The principal owner of the Kansas City Monarchs from 1920-48, J.L. “Bud” Wilkinson was regarded as one of the most successful, innovative and creative Negro League owners.
His Monarchs were first in the Negro National, then the Negro American League. They dominated both circuits.
Hall of Famers Satchel Paige, Cool Papa Bell, Bill Foster, Hilton Smith, Turkey Stearnes, Bullet Rogan, and Willie Wells played for Wilkinson’s Kansas City teams. So did MLB players Jackie Robinson, Elston Howard and Ernie Banks who broke the color barrier for their respective teams.

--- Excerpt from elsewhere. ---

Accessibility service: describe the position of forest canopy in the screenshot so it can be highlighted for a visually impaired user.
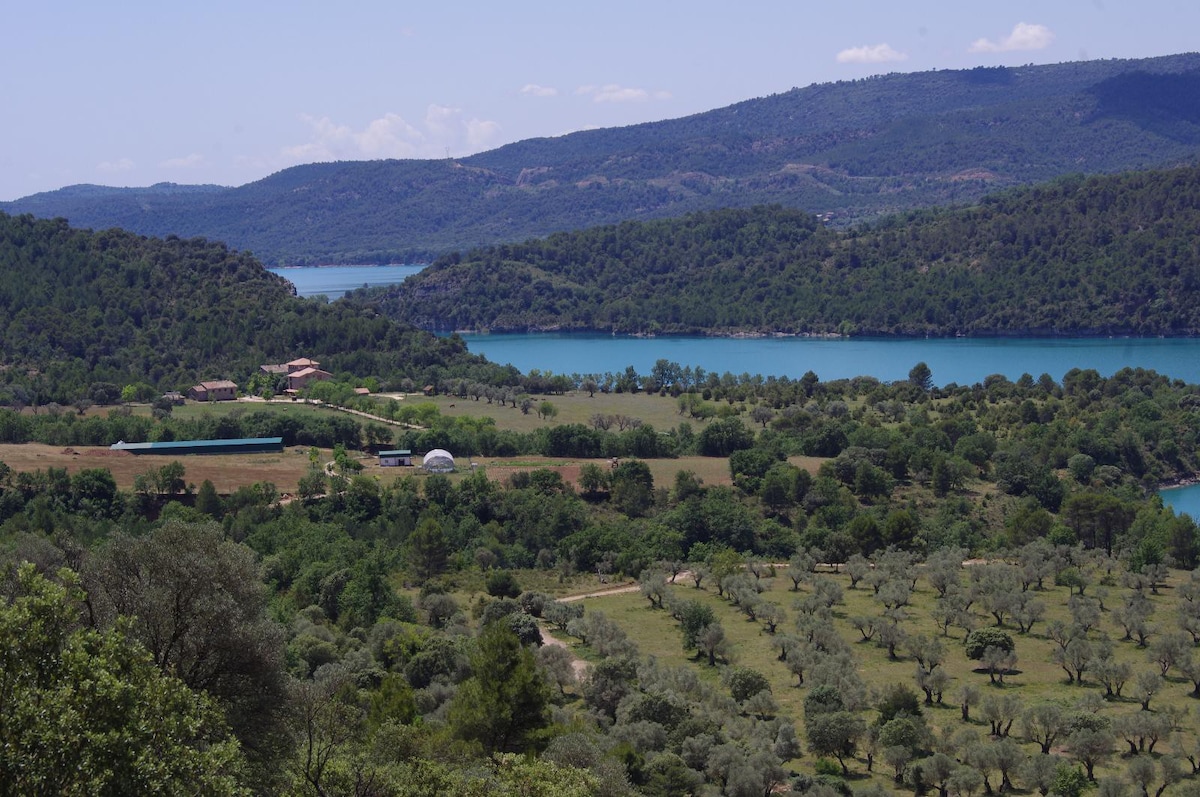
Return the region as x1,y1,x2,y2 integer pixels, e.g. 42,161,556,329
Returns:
366,167,1200,336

As for his innovative side, when the economy slowed and the Monarchs couldn’t afford a home stadium, Wilkinson turned them into a barnstorming organization.

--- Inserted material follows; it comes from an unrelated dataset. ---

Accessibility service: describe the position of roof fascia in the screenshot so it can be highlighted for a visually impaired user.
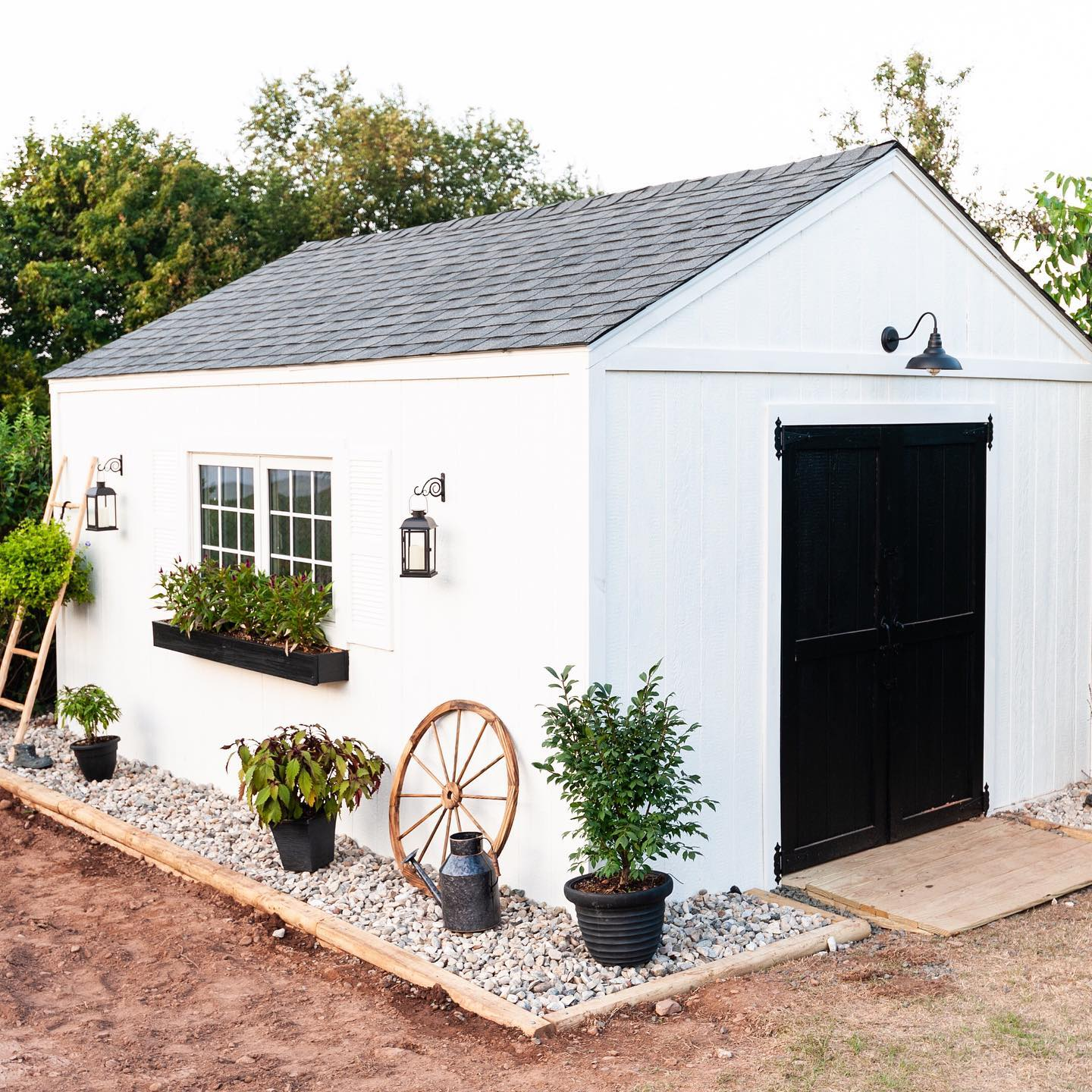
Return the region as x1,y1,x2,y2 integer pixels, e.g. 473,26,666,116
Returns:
588,146,899,367
588,146,1092,367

Wilkinson, who was white, had a tradition of building non-white teams. Before founding the Monarchs, he owned and operated one of the first all-female barnstorming teams. Wilkinson also financed and ran the multi-ethnic All-Nations team.

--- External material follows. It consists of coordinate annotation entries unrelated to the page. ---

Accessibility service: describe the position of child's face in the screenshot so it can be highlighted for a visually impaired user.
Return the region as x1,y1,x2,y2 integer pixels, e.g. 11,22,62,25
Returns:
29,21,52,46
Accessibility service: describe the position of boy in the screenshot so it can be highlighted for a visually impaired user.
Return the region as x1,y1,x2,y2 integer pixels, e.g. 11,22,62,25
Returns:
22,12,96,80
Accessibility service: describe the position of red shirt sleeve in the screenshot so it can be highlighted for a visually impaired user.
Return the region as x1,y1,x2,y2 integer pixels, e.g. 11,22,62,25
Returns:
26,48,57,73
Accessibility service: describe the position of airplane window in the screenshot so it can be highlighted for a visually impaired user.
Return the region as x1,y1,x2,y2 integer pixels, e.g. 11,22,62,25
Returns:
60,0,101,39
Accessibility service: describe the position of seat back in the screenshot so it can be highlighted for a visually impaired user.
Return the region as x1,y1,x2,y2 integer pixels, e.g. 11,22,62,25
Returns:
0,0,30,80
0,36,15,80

In 2005 the Hall of Fame formed the Committee on African-American Baseball. Its mission was to identify and candidates worthy candidates to Cooperstown.
Wilkinson was one such person. In 2006 he was part of the Hall’s induction of 17 people representing black baseball.
Wilkinson toiled in relative obscurity compared to his MLB counterparts. He died in 1964, more than four decades before his induction into the baseball Hall of Fame.